CLEMSON KNOCKS OFF THE CARDINAL
Stanford women's eight crew, which has won the Ackerman Cup three of the last four years in the Head of the Oklahoma, was upset Saturday by Clemson University, which rowed the 4-kilometer course in 14:42.53.
Clemson, competing in the regatta for the first time, defeated the Cardinal by six seconds. The University of Oklahoma finished third with a time of 14:59.57.
MEXICO ROWER WINS JUNIORS RACE
The results of junior men's single event had an international flavor. Juan Flores, 18, of Mexico finished first in a time of 16:52.68.

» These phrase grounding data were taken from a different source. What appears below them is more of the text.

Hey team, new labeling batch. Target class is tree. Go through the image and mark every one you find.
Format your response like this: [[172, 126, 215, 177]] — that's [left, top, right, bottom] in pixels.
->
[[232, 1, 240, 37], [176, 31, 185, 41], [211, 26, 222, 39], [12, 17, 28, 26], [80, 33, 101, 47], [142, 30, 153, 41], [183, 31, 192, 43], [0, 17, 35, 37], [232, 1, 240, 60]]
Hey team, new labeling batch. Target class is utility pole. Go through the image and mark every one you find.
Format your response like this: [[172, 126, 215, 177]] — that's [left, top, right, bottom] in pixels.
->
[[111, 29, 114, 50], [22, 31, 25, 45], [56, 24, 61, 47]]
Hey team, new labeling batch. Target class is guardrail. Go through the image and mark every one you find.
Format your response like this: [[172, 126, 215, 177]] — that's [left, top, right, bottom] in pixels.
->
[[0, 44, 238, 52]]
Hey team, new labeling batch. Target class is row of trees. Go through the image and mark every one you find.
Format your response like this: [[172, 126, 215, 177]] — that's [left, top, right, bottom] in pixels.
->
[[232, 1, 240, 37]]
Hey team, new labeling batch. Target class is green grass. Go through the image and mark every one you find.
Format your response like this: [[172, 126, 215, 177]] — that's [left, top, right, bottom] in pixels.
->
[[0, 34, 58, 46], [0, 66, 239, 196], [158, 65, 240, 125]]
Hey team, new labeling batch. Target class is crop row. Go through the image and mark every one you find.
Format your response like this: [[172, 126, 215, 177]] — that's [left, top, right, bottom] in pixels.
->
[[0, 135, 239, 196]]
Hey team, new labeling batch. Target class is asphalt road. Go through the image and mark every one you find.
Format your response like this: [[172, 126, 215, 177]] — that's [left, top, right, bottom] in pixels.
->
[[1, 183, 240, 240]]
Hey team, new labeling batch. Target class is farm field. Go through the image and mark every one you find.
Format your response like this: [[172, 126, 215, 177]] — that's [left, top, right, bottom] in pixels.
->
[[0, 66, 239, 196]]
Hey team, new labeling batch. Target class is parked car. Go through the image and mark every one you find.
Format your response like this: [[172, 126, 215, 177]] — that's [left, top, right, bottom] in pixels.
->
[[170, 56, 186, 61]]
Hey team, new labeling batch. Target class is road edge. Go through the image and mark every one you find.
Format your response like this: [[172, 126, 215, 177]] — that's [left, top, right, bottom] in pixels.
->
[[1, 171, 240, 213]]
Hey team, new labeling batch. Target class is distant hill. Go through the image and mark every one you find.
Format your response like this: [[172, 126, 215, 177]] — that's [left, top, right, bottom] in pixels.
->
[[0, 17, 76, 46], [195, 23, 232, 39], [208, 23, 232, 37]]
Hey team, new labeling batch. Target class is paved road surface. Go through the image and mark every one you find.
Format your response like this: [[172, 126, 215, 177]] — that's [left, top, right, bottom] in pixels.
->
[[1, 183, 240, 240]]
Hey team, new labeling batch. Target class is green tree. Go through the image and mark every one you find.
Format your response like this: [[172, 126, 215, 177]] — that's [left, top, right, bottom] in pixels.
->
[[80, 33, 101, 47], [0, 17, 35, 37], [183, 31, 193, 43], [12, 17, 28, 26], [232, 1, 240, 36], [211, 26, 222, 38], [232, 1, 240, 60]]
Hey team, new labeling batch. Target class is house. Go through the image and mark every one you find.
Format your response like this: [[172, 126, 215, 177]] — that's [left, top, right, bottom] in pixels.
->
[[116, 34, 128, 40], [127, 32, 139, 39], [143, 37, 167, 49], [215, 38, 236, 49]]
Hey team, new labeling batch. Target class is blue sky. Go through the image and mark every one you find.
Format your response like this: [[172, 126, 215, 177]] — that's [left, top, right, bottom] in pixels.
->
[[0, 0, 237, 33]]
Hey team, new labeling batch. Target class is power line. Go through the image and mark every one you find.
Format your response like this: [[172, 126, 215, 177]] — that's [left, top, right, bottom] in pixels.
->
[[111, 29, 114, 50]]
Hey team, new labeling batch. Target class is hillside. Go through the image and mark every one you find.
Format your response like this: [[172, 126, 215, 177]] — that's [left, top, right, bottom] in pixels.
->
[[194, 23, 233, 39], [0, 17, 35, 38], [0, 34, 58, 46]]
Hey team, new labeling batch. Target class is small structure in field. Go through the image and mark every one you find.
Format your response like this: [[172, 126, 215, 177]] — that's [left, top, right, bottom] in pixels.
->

The United States' Clayton Mathiew, of the Stanford Rowing Center, was second while Canada's Connor Vogt of the Winnipeg Rowing Club was third.
Flores was the only athlete from Mexico in the regatta.
MEN'S ELITE EIGHT
OKC's United States Training Center crew, which included Olympian Tom Peszek, won the elite eight race with a time of a 12:50.55.
Tom Peszek and his partner, Silas Stafford, finished eighth in the London Olympics.
Finishing second was another OKC Training Center boat which featured three other Olympians, Robin Prendes, Will Newell and Will Daley.
Harvard won the men's collegiate eight in a time of 12:58.87 while boats from Oklahoma City University placed second and third.
It was the third time Harvard has won the Norick Cup at the regatta.
In the men's four, the University of Texas was the champ with a time of 15:44.64, while crews from OCU were second and third.
In the women's four, Stanford was the winner in a time of 16:12.99. Clemson was second and the University of Oklahoma was third.
Racing begins Sunday at 8 a.m. and concludes at noon on the Oklahoma River.